Output will include a summary dashboard with the following characteristics:
- forecasted energy demand profile (with chart)
- forecasted energy cost profile (with chart)
- real-time resource characteristics for each resource - capacity, weather, "efficiency", energy pricing
- total dispatched demand and associated cost for each region
- optimum dispatch distribution
The final project will use custom Producer apps to access the relevant real-time data from the available data source APIs, and ingest these into multiple Topics using Apache Kafka. The Kafka Streaming API will be used to process some of this data to simulate the real-time energy demand, and intermediate results will be stored in a PostgresGIS database via the Kafka Connector API. Data will be extracted from the topics using the Kafka Consumer API for additional analysis and process using Python and its ecosystem, including visualization, logging, and reporting as appropriate. Kafka broker management will be performed by Zookeeper.
A user interface will be created using Flask for input variables, and to present a monitoring dashboard with appropriate summaries and visualizations.
Initial work toward the MVP is expected to use AWS S3 to hold a subset of static historical data, with a custom Producer app to publish records to the Kafka topic at an appropriate time interval, simulating the eventual data stream.
A possible supporting effort will investigate the performance of different streaming tools to identify or validate the final tool selection.
Other ideas?
- Apache Airflow for scheduling/monitoring
- Work package prioritized queue processing (with "size" and deadlines)
a. Use static data with a simulation script to provide a streaming source. This will allow me to use the standard Producer API rather than writing and debugging a custom solution, and will also avoid any potential issues with scaling or latency that might occur with real-time data streams.
b. Develop the streaming architecture and processing to simulate energy profile for a specific work package operating on a specific resource. Results of the processing will be aggregated at the control node, with emphasis on the reliability of the data.
a. Focus on ingestion of live data streams, and addressing any latency issues that might occur.
b. Develop a simple user interface for adjusting inputs, and provide a basic dashboard for monitoring the workloads, resource utilization, and costs.
a. Optimize for ability to scale across nodes on changes in work package schedule.
b. Improve the user interface, including visualizations of aggregate features of process work load and resource streams.

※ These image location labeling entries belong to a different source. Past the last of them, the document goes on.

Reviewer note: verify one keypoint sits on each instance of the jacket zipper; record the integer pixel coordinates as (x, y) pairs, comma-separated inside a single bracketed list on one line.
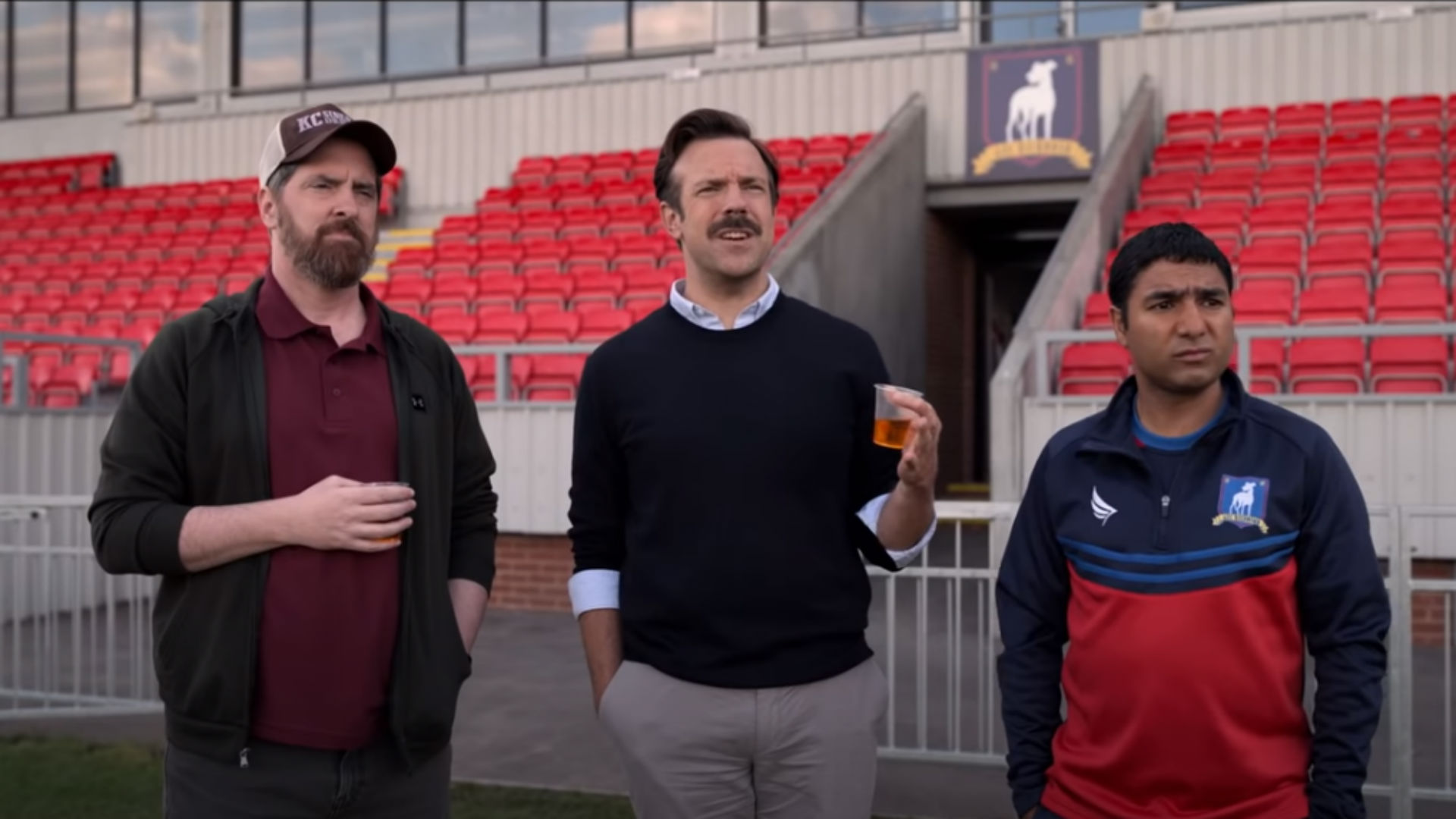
[(255, 387), (400, 378)]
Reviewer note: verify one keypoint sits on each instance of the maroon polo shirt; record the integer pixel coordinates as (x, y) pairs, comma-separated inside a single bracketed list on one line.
[(327, 635)]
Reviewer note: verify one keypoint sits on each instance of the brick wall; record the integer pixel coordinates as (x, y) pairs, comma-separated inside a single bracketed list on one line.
[(532, 573), (949, 384), (1429, 615)]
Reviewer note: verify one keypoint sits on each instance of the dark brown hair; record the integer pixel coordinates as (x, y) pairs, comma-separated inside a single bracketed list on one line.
[(705, 124)]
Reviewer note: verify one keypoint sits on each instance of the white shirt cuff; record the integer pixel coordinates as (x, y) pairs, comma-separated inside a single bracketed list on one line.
[(870, 513), (593, 589)]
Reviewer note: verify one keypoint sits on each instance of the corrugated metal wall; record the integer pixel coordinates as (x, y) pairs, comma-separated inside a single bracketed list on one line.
[(1395, 449), (1283, 61), (456, 146)]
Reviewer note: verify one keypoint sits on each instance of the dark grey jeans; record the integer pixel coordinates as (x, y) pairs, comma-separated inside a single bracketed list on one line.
[(297, 783)]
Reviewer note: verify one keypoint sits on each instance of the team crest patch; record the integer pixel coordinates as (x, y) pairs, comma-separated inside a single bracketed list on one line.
[(1244, 502)]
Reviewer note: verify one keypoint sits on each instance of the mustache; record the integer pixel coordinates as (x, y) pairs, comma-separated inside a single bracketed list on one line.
[(348, 226), (736, 222)]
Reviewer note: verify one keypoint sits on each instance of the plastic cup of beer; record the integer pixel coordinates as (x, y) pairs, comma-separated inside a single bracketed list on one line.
[(892, 423), (397, 539)]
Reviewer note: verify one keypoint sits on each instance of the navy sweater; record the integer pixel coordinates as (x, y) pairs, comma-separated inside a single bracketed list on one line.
[(1185, 588), (720, 472)]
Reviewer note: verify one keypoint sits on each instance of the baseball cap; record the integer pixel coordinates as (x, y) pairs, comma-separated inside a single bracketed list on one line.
[(299, 134)]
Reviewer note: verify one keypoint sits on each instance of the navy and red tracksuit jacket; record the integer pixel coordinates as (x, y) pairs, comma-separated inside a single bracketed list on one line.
[(1184, 577)]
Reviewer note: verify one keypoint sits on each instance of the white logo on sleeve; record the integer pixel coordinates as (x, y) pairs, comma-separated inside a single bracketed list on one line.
[(1101, 509)]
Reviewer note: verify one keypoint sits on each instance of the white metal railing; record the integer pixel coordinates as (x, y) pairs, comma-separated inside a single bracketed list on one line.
[(946, 723), (77, 642), (506, 391), (1043, 340), (943, 726), (19, 365), (73, 639)]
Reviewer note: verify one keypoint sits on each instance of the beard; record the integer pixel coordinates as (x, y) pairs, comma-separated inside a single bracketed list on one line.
[(329, 264)]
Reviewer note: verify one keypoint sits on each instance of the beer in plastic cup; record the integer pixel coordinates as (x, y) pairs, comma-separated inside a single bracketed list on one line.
[(892, 423), (397, 539)]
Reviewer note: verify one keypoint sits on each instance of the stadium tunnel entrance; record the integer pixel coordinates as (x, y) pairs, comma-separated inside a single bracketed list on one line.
[(986, 248)]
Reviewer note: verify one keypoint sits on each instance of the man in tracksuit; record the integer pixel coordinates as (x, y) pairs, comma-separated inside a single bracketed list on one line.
[(1184, 545), (306, 471)]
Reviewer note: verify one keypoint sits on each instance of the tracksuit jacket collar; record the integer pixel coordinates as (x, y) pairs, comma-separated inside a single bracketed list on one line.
[(1114, 428)]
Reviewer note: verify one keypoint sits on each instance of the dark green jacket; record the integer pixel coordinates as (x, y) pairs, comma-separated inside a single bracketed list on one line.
[(190, 430)]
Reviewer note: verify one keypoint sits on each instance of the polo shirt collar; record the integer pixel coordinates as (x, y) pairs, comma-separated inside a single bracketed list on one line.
[(707, 319), (280, 318)]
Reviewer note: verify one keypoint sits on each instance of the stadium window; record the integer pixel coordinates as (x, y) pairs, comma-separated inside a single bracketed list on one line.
[(813, 19), (270, 42), (899, 18), (585, 28), (105, 38), (1097, 18), (670, 25), (1012, 20), (500, 34), (422, 37), (41, 36), (781, 22), (346, 41), (171, 50)]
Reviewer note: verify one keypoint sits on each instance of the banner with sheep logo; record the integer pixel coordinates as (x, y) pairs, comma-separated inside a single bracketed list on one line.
[(1033, 112)]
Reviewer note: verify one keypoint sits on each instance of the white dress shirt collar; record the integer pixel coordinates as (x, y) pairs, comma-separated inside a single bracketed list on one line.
[(707, 319)]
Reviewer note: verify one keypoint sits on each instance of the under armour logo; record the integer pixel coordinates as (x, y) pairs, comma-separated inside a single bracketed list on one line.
[(1101, 509)]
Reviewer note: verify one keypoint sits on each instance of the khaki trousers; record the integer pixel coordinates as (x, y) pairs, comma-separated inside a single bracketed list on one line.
[(699, 752)]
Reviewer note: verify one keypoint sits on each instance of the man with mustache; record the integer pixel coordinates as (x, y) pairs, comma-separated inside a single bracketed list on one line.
[(724, 490), (305, 469), (1172, 560)]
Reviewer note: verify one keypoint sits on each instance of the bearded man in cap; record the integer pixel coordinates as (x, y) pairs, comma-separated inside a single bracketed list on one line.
[(306, 472)]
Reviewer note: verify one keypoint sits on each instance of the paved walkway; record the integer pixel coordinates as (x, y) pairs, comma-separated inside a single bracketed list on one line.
[(526, 717)]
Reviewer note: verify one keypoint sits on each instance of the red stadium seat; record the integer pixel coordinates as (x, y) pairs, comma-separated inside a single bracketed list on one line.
[(456, 328), (498, 224), (1348, 114), (1254, 306), (642, 308), (1244, 121), (1229, 186), (501, 328), (1414, 212), (500, 289), (453, 293), (546, 287), (599, 325), (554, 328), (482, 381), (1237, 152), (1301, 118), (1413, 142), (1411, 256), (554, 378), (1414, 111), (1340, 259), (1327, 365), (500, 257), (1334, 305), (598, 287), (545, 254), (1266, 368), (1407, 302), (1094, 368), (1410, 365)]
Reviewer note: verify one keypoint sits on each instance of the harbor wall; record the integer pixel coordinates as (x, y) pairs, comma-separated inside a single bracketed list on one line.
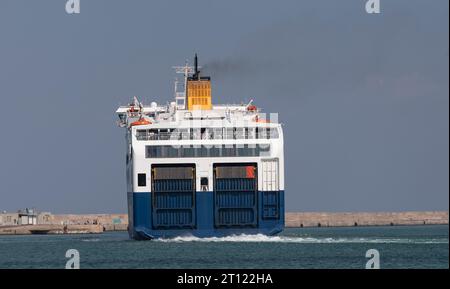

a. Implement the ability to add additional computing resources.
Each of these can be located within similar geographic regions, sharing energy pricing and/or weather variation data, or in new locations with unique driving attributes. With more resource availability, the ability of the system to scale horizontally, as well as the business logic for optimizing this scaling becomes more relevant.
b. Implement use of forecast streams for weather, energy pricing, and projected demand for predictive capabilities.
c. Provide for use of site-specific data streams for weather and energy monitoring.
d. Implement event logging to monitor system demand and response.
- Is it appropriate to begin development for the MVP using a static dataset with a simulated feed to generate streaming data for ingestion?
- If unable to identify a "high-frequency" data stream for weather data, is it appropriate to utilize the long interval (1 hr) stream in the final product, or should streaming be simulated.
- Is Kafka Streaming API appropriate?